Partial factored matrix in cuDSS

Hi,

I need to solve Ax=b. Matrix A is a sparse symmetric positive definite (SPD) matrix. Therefore, I am using Cholesky factorization. Since I am using this factorization in a time stepping loop there are instances that the A matrix changes.

Now the non zero pattern doesn’t change at time stepping and therefore, i do not need to do the symbolic factorization within the loop. However, when the changes occur i have to do the numeric factorization. Testing this approach with many available GPU and CPU packages I found cuDSS Cholesky factorization is the fastest. However, my question is whether it is possible to retain a part of the L factored matrix. So lets say if at time stepping only the non zero elements of last 10 rows of the matrix changes (not to zero but to other value keeping the SPD structure) of a 10000 by 10000 matrix, can we retain the previously calculated upper portion of the L matrix intact. Thereby reducing the time at factorization more.

Hi @aluthged!

We’re glad to hear that you are successfully using cuDSS. What you’re asking for is a known feature in general for sparse direct solvers. However, it hasn’t been implemented in cuDSS yet.

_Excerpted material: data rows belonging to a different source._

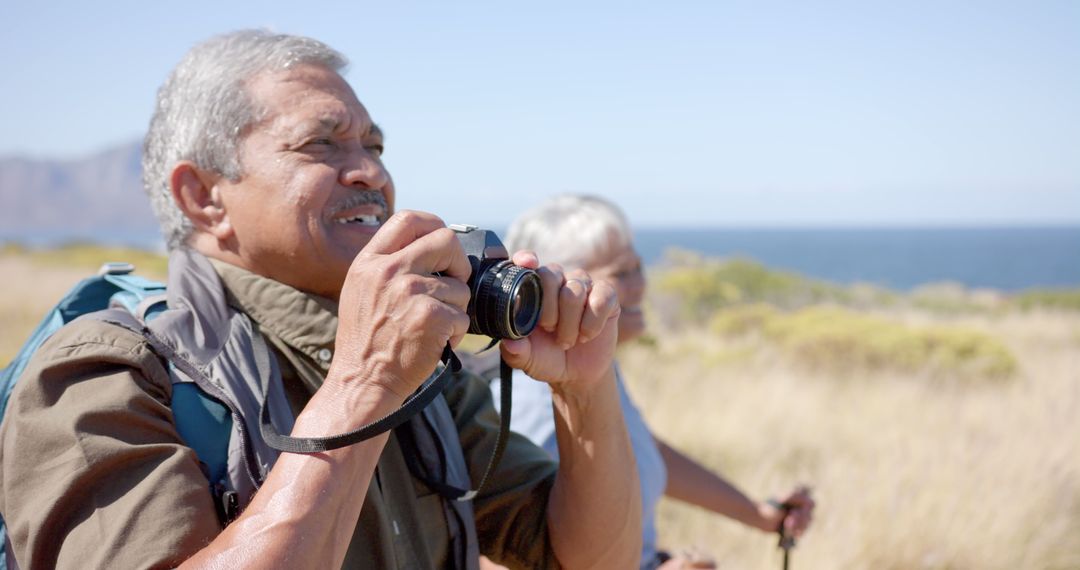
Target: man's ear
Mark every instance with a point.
(199, 197)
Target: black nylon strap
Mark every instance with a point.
(451, 492)
(412, 406)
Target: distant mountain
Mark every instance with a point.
(98, 198)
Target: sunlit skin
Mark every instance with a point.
(313, 151)
(311, 163)
(620, 265)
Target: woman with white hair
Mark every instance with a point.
(591, 233)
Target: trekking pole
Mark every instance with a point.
(786, 541)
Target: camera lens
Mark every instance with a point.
(507, 301)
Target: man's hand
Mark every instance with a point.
(795, 513)
(395, 315)
(576, 336)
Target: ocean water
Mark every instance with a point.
(1001, 258)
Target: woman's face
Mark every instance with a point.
(620, 266)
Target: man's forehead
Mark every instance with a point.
(310, 98)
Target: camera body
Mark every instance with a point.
(505, 298)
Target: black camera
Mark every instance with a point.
(505, 298)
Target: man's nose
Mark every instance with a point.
(364, 170)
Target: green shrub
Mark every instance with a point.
(1058, 299)
(702, 285)
(742, 320)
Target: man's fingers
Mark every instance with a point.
(440, 252)
(402, 229)
(449, 290)
(551, 280)
(571, 307)
(516, 352)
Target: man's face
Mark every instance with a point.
(314, 189)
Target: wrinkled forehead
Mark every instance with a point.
(307, 98)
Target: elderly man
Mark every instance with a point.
(291, 277)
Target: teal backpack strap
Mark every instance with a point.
(112, 286)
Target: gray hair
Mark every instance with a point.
(204, 110)
(572, 230)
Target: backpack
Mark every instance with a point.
(203, 422)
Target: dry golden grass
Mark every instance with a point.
(31, 283)
(909, 470)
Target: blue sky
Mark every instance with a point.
(687, 113)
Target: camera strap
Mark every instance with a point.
(424, 395)
(413, 405)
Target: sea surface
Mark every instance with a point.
(1000, 258)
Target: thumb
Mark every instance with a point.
(516, 352)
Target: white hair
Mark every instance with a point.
(203, 111)
(572, 230)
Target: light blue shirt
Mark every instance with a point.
(532, 417)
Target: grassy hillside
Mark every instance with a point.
(939, 428)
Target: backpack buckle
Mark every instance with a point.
(116, 268)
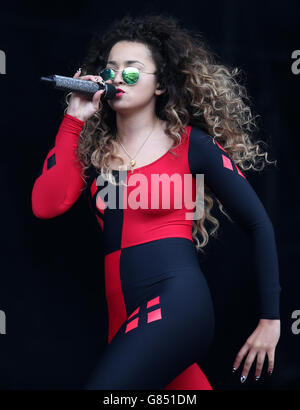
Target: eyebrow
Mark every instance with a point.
(127, 62)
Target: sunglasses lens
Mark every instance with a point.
(131, 75)
(107, 74)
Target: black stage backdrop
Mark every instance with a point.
(52, 283)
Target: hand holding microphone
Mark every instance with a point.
(84, 101)
(79, 106)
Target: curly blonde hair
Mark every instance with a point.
(200, 91)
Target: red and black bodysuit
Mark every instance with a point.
(161, 316)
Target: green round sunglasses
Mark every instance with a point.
(130, 74)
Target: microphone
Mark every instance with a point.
(85, 87)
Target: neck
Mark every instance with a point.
(133, 127)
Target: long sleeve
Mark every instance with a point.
(60, 183)
(241, 202)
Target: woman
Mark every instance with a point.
(178, 112)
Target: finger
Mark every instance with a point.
(259, 364)
(271, 361)
(248, 364)
(77, 74)
(240, 356)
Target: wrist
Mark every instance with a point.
(78, 117)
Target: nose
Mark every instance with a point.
(118, 77)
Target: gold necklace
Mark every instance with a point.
(132, 161)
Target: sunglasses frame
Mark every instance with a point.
(123, 75)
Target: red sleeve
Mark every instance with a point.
(60, 183)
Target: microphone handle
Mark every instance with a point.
(85, 87)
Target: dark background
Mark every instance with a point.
(52, 283)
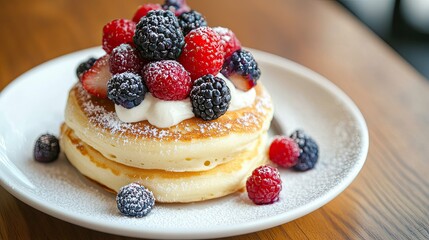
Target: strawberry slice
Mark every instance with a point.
(95, 80)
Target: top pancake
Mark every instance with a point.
(187, 146)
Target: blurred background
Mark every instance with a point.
(403, 24)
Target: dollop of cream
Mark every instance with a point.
(164, 114)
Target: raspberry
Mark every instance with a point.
(144, 9)
(284, 151)
(124, 58)
(46, 149)
(158, 36)
(242, 69)
(229, 41)
(176, 6)
(126, 89)
(189, 21)
(210, 97)
(264, 185)
(84, 66)
(309, 151)
(116, 32)
(134, 200)
(167, 80)
(202, 53)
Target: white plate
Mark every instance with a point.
(34, 103)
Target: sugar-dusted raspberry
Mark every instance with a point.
(117, 32)
(167, 80)
(202, 53)
(229, 41)
(264, 185)
(284, 151)
(309, 151)
(144, 9)
(124, 58)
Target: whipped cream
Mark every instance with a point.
(163, 114)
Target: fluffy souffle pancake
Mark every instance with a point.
(191, 145)
(166, 186)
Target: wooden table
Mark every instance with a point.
(390, 197)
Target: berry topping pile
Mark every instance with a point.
(167, 50)
(299, 151)
(46, 149)
(85, 66)
(134, 200)
(242, 69)
(126, 89)
(210, 97)
(264, 185)
(167, 80)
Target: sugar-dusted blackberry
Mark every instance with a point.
(176, 6)
(210, 97)
(309, 151)
(47, 148)
(242, 69)
(126, 89)
(84, 66)
(158, 36)
(134, 200)
(191, 20)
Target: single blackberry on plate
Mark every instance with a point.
(126, 89)
(309, 151)
(158, 36)
(134, 200)
(191, 20)
(47, 148)
(84, 66)
(210, 97)
(242, 69)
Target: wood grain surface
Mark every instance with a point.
(390, 197)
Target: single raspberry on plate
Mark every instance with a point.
(284, 151)
(229, 41)
(116, 32)
(124, 58)
(309, 151)
(264, 185)
(167, 80)
(94, 81)
(202, 53)
(46, 149)
(134, 200)
(176, 6)
(144, 9)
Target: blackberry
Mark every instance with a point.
(47, 148)
(191, 20)
(242, 62)
(158, 36)
(126, 89)
(309, 151)
(210, 97)
(84, 66)
(134, 200)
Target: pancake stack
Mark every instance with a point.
(192, 161)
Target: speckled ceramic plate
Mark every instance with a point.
(34, 103)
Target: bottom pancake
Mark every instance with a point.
(166, 186)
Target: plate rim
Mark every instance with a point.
(241, 228)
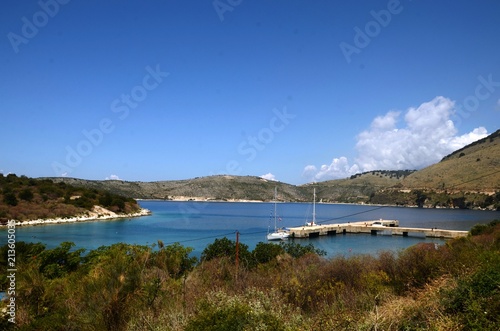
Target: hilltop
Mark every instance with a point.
(467, 178)
(29, 199)
(218, 187)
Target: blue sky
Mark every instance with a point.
(296, 91)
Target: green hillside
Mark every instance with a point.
(475, 167)
(24, 198)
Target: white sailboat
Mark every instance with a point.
(313, 222)
(278, 234)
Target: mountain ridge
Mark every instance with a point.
(466, 178)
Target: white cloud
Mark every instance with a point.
(428, 134)
(269, 176)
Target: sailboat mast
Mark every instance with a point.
(314, 207)
(275, 197)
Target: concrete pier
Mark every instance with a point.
(376, 227)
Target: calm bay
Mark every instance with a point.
(197, 224)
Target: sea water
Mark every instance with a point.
(197, 224)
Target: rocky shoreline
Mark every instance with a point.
(97, 214)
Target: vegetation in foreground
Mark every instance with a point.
(455, 286)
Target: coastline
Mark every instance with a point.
(97, 214)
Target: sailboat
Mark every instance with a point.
(313, 222)
(278, 234)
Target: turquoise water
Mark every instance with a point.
(197, 224)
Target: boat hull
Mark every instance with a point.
(275, 236)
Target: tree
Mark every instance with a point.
(225, 248)
(10, 199)
(26, 195)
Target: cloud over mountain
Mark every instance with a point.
(427, 135)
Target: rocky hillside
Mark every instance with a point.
(467, 178)
(23, 198)
(221, 187)
(475, 167)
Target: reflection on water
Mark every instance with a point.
(197, 224)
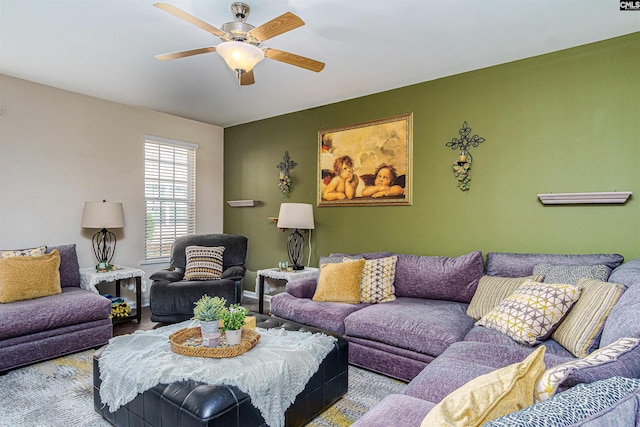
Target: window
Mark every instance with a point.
(169, 194)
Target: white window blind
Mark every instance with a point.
(170, 194)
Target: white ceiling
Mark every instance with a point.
(106, 48)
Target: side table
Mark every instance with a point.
(275, 273)
(89, 278)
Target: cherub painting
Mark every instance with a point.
(366, 164)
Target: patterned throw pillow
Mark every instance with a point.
(531, 311)
(203, 262)
(573, 406)
(492, 290)
(339, 282)
(23, 252)
(549, 381)
(571, 273)
(581, 328)
(489, 396)
(376, 284)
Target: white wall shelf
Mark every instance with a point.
(610, 197)
(243, 203)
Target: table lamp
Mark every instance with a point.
(298, 216)
(103, 215)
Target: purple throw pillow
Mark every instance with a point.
(69, 267)
(438, 277)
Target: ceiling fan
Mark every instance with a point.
(240, 41)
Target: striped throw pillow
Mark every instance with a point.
(582, 326)
(203, 262)
(492, 290)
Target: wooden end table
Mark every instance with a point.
(89, 279)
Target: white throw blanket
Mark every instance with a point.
(273, 373)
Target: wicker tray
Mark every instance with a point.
(178, 344)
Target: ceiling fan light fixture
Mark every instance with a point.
(240, 56)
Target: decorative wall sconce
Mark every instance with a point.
(462, 167)
(285, 166)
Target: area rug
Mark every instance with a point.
(59, 393)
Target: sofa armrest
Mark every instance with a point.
(169, 275)
(235, 272)
(302, 288)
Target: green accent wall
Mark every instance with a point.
(568, 121)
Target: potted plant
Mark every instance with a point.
(209, 310)
(232, 323)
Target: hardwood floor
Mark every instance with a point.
(146, 324)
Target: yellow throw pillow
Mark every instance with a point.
(489, 396)
(40, 250)
(340, 282)
(582, 326)
(28, 277)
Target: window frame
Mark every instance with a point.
(170, 167)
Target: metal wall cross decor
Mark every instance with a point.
(284, 181)
(462, 167)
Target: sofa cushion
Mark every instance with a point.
(7, 253)
(376, 284)
(493, 337)
(340, 282)
(553, 377)
(489, 396)
(424, 326)
(531, 311)
(575, 406)
(405, 411)
(465, 360)
(323, 315)
(571, 273)
(492, 290)
(70, 307)
(28, 277)
(69, 267)
(508, 264)
(204, 262)
(624, 319)
(437, 277)
(581, 328)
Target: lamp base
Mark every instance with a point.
(295, 249)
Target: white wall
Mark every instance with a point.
(59, 149)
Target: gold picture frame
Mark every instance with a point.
(366, 164)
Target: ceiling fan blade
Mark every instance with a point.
(292, 59)
(189, 18)
(247, 78)
(276, 26)
(185, 53)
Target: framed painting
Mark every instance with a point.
(366, 164)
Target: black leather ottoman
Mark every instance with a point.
(192, 403)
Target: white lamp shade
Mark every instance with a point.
(240, 55)
(102, 215)
(296, 215)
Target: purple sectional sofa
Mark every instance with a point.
(52, 326)
(426, 337)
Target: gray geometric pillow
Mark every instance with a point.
(572, 406)
(570, 274)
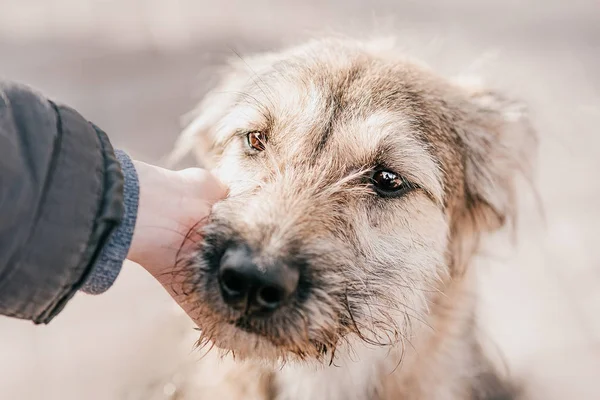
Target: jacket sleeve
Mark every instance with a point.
(61, 197)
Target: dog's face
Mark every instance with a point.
(359, 183)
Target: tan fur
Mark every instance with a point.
(389, 309)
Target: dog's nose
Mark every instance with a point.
(245, 286)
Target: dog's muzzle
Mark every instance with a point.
(254, 287)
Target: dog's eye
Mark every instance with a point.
(257, 140)
(390, 184)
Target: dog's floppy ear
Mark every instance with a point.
(202, 124)
(499, 145)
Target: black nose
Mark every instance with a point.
(248, 287)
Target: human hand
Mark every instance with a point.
(172, 205)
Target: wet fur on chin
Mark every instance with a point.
(385, 304)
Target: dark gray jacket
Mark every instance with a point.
(65, 219)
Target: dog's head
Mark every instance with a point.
(359, 182)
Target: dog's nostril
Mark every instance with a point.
(270, 296)
(233, 282)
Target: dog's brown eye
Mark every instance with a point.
(389, 184)
(257, 140)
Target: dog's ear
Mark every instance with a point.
(499, 145)
(202, 124)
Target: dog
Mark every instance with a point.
(360, 185)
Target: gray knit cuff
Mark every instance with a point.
(111, 258)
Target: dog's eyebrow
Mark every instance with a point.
(385, 140)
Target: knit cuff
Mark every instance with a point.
(114, 253)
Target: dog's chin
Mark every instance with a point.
(245, 343)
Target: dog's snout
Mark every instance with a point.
(246, 286)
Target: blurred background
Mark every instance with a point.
(135, 66)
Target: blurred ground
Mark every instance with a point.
(133, 67)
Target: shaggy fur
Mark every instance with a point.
(385, 307)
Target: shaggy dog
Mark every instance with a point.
(360, 185)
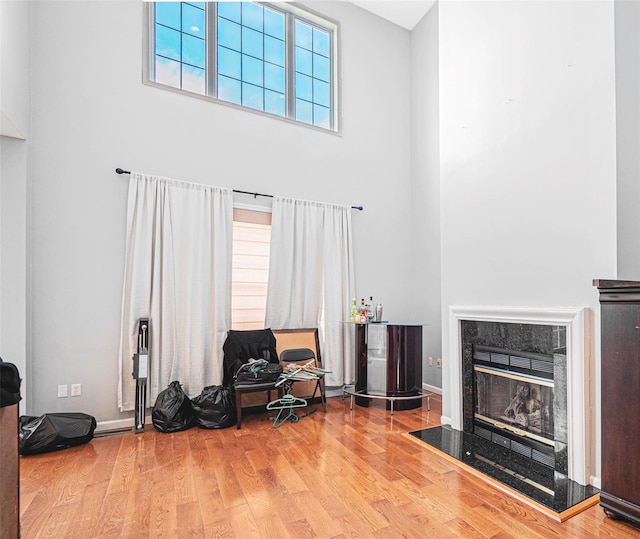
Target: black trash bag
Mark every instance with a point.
(9, 384)
(173, 410)
(51, 432)
(215, 408)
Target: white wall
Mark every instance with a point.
(425, 195)
(91, 114)
(528, 171)
(627, 15)
(14, 105)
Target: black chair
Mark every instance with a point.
(241, 346)
(296, 358)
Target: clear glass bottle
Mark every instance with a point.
(371, 310)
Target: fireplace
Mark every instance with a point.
(514, 401)
(519, 378)
(516, 406)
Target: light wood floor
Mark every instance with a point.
(340, 474)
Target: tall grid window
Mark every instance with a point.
(273, 59)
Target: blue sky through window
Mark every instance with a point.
(250, 63)
(313, 75)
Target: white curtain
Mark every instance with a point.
(311, 278)
(178, 274)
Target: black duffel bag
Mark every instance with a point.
(215, 408)
(258, 371)
(173, 411)
(50, 432)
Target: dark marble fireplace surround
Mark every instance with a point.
(549, 487)
(545, 340)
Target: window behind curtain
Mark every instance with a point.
(251, 246)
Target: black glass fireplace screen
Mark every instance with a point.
(517, 403)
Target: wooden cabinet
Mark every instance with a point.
(620, 397)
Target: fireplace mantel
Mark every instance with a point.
(578, 371)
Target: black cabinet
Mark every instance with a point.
(620, 397)
(397, 349)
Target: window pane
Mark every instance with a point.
(274, 23)
(320, 67)
(167, 72)
(304, 88)
(304, 111)
(252, 70)
(274, 102)
(193, 50)
(250, 273)
(167, 42)
(229, 63)
(321, 93)
(321, 117)
(252, 16)
(321, 42)
(274, 50)
(250, 61)
(193, 79)
(193, 21)
(229, 34)
(168, 13)
(251, 42)
(252, 96)
(304, 37)
(303, 61)
(274, 77)
(229, 10)
(229, 90)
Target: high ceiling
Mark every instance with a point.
(405, 13)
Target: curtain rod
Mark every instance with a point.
(122, 171)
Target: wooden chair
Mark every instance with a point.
(239, 347)
(298, 357)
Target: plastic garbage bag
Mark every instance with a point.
(173, 410)
(215, 408)
(51, 432)
(9, 384)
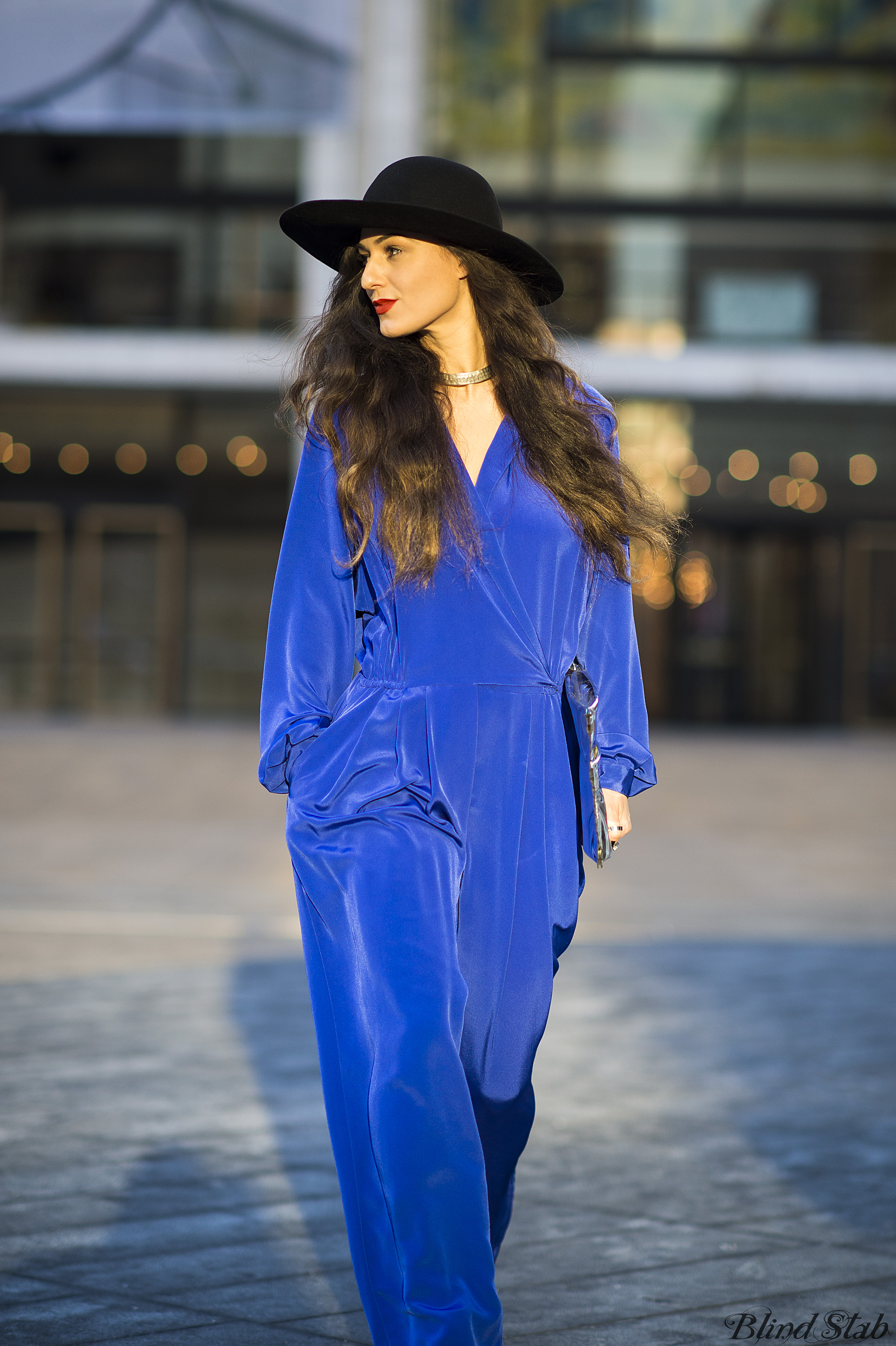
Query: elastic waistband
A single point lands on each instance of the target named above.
(546, 688)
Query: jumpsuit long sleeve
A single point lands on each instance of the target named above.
(435, 826)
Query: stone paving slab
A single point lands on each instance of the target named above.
(687, 1159)
(716, 1092)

If you coudl tell us more about your application (here or via our contact email), it would help us prioritize adding this feature.

Right now, what you can do is implement a block 2x2 approach,

A B

B^T C

where the last block C is corresponding to the rows/cols where the matrix is changing. Then, you can use cuDSS to factorize the non-changing square part = top left block (for this you will need to have a separate CSR matrix for block A), and then basically compute the Schur complement of it, solve the tiny system for the Schur complement(10x10 in your example), and then find the rest of the solution vector using a couple of matrix-vector products and cuDSS solve.

Then, for the new iteration (time step) where C changes, you only need to update this small block.

Also, if the matrix changes are confined to just C (and do not involve B and B^T), then you can uyse the Schur complement feature of cuDSS. Then you don’t need to have a separate CSR for A, you just compute the Schur complement C - B^T A^-1 B using cuDSS and then do the same as I described above.

Let me know if this idea makes sense to you, or you want to discuss further details.

Thanks,
Kirill

Hi kvoronin,

Firstly thanks for the prompt reply.

This makes sense. Usually the part you refer as B too changes, but we can localize it to C with some “tricks”. So as per your suggestion if we use Schur’s complement instead of the numerical factorization, there is a possibility to make the program faster? Let me try it and will get back to you with the results.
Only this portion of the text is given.